3. Vraag naar een tweede versterking van de beslissingsmacht van de Epsco-Raad in het kader van het « Europese Semester » en dat met betrekking tot het geheel van het werkgelegenheidsbeleid

De minister heeft, daarbij bijgevallen door verschillende Lidstaten, het risico benadrukt dat, ondanks de vooruitgang ter zake tijdens het Belgische Voorzitterschap, de Europese Werkgelegenheidstrategie op basis van artikel 148 van het Europese Unie-Verdrag door het financiële- en begrotingsbeleid zou worden opgeslorpt. Zo heeft ze met name haar spijt uitgesproken over het feit dat de aanbeveling van de Commissie in verband met de Euro-zone, waarvan verschillende thema’s duidelijk betrekking hebben op het werkgelegenheidsbeleid, niet in de Raad van de ministers van Werk besproken kan worden en zulks omdat de Commissie die aanbeveling niet heeft gebaseerd op het artikel 148 over het werkgelegenheidsbeleid maar alleen op de verdragsartikelen die met economisch of financieel beleid te maken hebben.

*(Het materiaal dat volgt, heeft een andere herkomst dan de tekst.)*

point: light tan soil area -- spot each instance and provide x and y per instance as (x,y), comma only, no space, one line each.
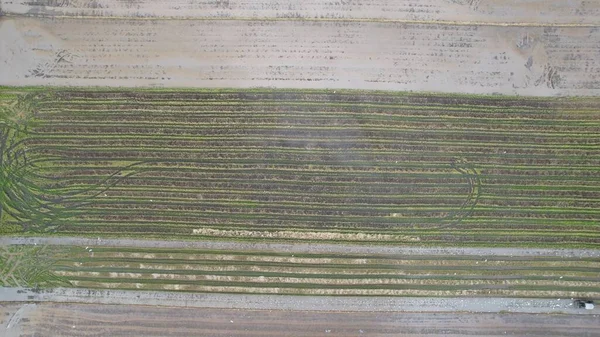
(489,11)
(50,319)
(300,54)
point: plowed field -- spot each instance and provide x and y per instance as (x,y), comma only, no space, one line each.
(302,165)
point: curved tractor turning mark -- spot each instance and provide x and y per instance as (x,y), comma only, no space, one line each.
(466,208)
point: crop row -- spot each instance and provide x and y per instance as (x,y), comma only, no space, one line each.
(293,165)
(320,274)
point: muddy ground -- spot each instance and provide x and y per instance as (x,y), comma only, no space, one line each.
(488,11)
(539,61)
(58,319)
(313,248)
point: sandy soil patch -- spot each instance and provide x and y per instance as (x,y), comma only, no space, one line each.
(300,54)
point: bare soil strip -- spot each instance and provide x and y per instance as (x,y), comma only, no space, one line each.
(534,61)
(280,302)
(70,319)
(314,248)
(549,12)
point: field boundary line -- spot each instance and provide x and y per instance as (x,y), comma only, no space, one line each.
(299,248)
(345,20)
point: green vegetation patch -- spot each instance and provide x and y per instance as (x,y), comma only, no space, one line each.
(301,165)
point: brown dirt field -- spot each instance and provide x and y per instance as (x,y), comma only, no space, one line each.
(53,319)
(530,11)
(540,61)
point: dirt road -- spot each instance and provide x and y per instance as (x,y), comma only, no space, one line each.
(494,11)
(63,319)
(539,61)
(314,248)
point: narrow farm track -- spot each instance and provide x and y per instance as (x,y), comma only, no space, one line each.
(300,271)
(307,165)
(494,12)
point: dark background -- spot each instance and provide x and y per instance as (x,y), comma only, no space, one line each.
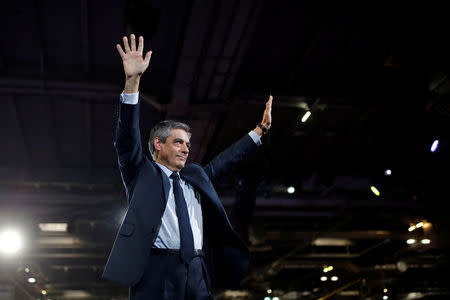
(374,75)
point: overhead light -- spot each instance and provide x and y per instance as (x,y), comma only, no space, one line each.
(306,116)
(374,190)
(327,269)
(434,145)
(331,242)
(53,227)
(11,241)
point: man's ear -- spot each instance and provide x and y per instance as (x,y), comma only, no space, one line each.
(157,143)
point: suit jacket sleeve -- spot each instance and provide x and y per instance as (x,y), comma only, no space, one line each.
(223,162)
(128,142)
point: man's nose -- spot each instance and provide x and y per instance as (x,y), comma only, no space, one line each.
(185,149)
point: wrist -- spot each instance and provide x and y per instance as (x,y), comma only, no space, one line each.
(132,84)
(258,131)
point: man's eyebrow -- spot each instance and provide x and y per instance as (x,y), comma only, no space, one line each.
(177,140)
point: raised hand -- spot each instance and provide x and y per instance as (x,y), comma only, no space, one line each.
(267,116)
(134,64)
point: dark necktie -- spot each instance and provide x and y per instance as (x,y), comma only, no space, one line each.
(186,237)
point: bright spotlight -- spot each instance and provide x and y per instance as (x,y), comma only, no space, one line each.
(306,116)
(10,241)
(374,190)
(411,241)
(434,146)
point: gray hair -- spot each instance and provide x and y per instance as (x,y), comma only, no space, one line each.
(162,131)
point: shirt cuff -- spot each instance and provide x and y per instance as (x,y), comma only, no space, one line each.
(132,98)
(255,137)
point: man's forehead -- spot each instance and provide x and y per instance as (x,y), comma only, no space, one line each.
(179,133)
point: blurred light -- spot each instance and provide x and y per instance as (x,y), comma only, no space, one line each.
(426,225)
(414,295)
(374,190)
(306,116)
(331,242)
(10,241)
(327,269)
(435,145)
(53,227)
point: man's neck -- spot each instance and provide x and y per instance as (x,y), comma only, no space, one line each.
(166,165)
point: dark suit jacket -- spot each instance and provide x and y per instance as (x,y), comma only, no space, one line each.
(147,191)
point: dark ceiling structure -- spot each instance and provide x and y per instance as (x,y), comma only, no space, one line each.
(373,75)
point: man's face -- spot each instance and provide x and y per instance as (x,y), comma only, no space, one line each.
(174,152)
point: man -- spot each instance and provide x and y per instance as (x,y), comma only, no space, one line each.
(176,241)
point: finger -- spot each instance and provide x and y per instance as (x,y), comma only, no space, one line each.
(120,50)
(125,44)
(141,44)
(147,57)
(133,42)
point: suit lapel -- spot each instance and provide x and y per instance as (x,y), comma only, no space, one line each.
(166,184)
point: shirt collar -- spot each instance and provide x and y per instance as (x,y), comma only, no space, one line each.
(166,170)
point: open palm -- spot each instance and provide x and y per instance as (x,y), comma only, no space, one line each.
(134,64)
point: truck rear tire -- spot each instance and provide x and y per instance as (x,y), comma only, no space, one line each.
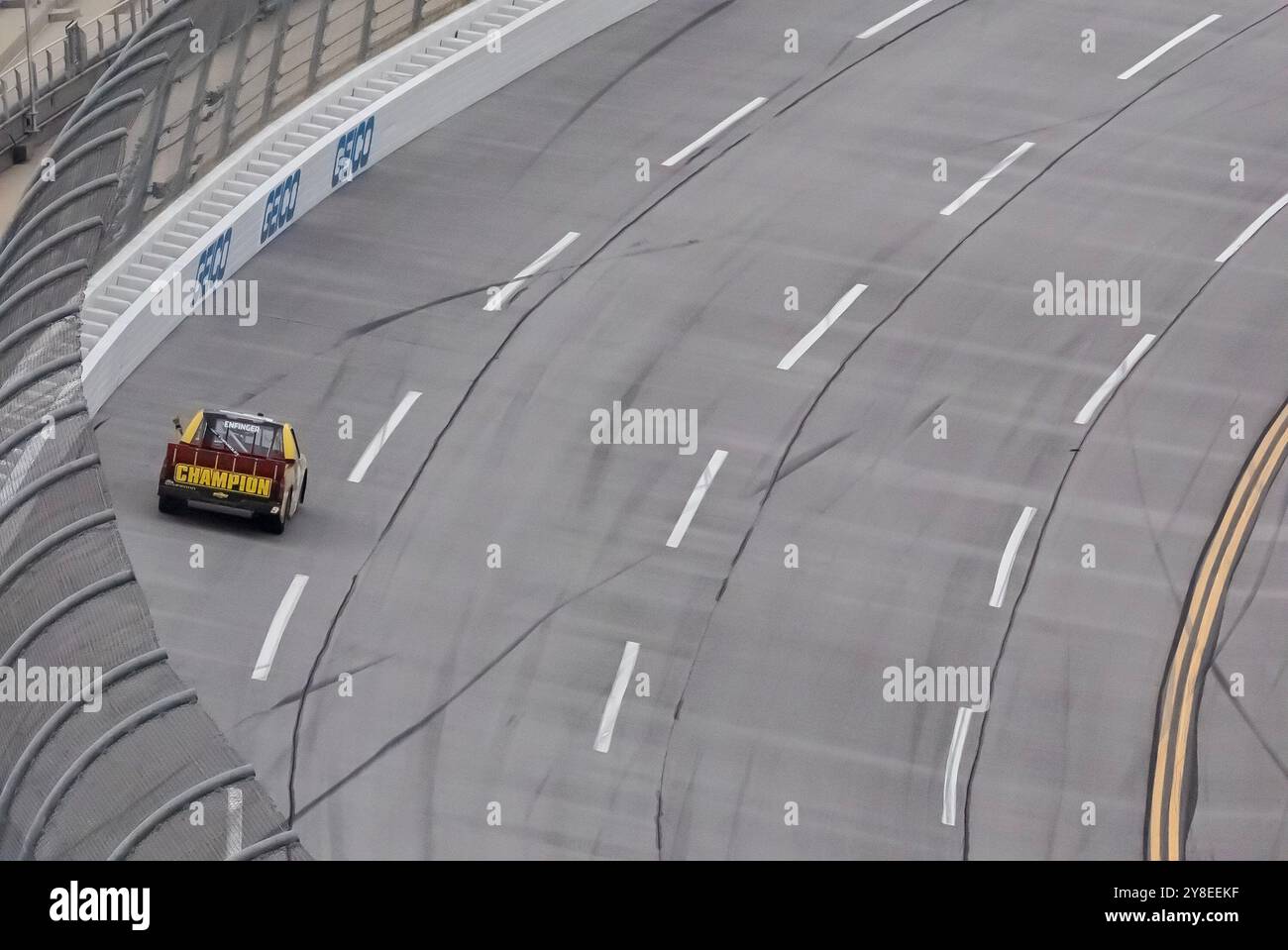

Hetzelfde is trouwens het geval met de aanbeveling die aan België en aan andere landen werd overgemaakt met betrekking tot de arbeidsmarkt voor de 50-plussers en met de pensioenleeftijd die, door de keuze om naar een louter financiële juridische grondslag (artikel 126) te verwijzen zonder artikel 148 (Werk) in rekening te brengen, de ministers van Werk zou moeten verhinderen om het erover te hebben en de bevoegdheid ter zake zou moeten reserveren aan de Ecofin-Raad.
Een groot aantal Lidstaten heeft eveneens gevraagd dat de taken beter zouden worden verdeeld, met meer evenwicht onder de verschillende formaties binnen de Raad, wat – zoals België heeft aangebracht – ook een grotere inbreng van sociale partners mogelijk maakt.